Another way to think about Noise Margin is that it's the total amount of noise or signal degradation that you can endure before the signal drops into an unusable state. Things like building penetration, cable loss, and splitters are just a few examples of things that might eat away at your available Noise Margin. If the Noise Margin ends up below zero after accounting for all the losses in your setup, then the channel is probably no longer watchable.
Antenna gain is the only quantity that should ever be ADDed to the NM value. Most antennas will specify their gain in dBd or simply dB, and this is the value that should be used. If an antenna's gain is specified in dBi units, then you need to subtract 2.15 in order to get the equivalent value in dBd units. If an antenna has a built-in amp, the extra gain from the amp SHOULD NOT be included as part of the antenna gain (this actually subtracts from the Noise Margin as we'll see next). Only the raw intrinsic gain of the physical antenna should be added to the Noise Margin.

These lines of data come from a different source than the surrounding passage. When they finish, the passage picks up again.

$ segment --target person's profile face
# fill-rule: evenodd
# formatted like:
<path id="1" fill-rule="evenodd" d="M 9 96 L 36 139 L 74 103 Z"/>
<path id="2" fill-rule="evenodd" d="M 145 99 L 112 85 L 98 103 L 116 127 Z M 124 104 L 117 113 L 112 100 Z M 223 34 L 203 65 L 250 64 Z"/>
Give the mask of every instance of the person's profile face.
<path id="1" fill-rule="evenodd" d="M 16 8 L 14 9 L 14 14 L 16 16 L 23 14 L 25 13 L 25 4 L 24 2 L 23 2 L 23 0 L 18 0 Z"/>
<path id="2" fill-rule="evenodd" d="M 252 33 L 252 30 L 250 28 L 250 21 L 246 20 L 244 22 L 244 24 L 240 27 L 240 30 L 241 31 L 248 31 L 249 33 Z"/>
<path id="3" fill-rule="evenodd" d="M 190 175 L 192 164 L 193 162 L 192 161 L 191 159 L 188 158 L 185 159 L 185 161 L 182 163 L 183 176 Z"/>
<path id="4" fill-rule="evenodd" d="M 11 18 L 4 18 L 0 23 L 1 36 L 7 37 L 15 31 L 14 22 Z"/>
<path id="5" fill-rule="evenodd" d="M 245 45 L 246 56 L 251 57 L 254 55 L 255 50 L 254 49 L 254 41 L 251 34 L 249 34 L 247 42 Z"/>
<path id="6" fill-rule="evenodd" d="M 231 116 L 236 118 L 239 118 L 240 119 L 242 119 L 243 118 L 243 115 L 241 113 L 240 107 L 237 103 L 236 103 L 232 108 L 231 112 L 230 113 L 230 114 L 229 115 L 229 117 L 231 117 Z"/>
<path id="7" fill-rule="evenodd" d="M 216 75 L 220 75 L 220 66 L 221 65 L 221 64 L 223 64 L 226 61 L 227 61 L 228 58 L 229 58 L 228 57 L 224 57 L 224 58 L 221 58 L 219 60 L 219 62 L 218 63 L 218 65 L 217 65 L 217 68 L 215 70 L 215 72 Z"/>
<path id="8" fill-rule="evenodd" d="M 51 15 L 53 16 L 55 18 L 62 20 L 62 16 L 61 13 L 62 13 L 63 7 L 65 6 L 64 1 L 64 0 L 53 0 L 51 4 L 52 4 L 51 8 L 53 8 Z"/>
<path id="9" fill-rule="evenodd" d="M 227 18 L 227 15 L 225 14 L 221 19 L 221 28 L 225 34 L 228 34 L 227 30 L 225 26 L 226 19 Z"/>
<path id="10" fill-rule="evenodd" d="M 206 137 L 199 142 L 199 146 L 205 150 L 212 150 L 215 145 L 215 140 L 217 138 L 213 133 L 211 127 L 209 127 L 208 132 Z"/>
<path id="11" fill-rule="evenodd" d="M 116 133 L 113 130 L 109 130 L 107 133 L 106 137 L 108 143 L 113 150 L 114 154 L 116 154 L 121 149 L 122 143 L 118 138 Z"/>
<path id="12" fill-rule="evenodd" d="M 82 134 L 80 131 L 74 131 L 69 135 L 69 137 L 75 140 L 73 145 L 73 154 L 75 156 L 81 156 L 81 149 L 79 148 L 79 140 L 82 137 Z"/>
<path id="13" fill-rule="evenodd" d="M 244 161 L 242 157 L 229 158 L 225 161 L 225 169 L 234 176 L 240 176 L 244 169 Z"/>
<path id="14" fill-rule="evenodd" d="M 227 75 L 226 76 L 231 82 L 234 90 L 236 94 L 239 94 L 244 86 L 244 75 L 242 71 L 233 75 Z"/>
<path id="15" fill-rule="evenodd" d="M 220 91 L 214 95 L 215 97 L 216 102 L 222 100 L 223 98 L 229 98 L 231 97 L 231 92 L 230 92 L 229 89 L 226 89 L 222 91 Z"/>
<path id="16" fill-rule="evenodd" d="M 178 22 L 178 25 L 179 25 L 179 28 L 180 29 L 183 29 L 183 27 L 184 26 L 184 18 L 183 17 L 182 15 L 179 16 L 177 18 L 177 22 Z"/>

Be aware that amps and pre-amps will actually cause you to lower your Noise Margin. No matter how much gain an amp or pre-amp claims, it will actually reduce your Noise Margin by the amount listed as the Noise Figure (NF) in its specs. High quality consumer-grade amps usually have a Noise Figure of around 2-3 dB. Lower quality amps or ones that do not specify a noise figure at all will probably have a Noise Figure of around 6-10 dB. This is true for both stand-alone amps as well as antennas with built-in amps. This Noise Margin degradation is caused by limited efficiency of the electronics at the input of the amp prior to the signal being boosted. The primary benefit of the amp is to overcome further NM degradation from "downstream" losses (e.g., long cable runs, splitters, tuners with poor sensitivity, etc.). In other words, you suffer the amp's Noise Figure degradation once, and can usually ignore most of the other losses that occur after it.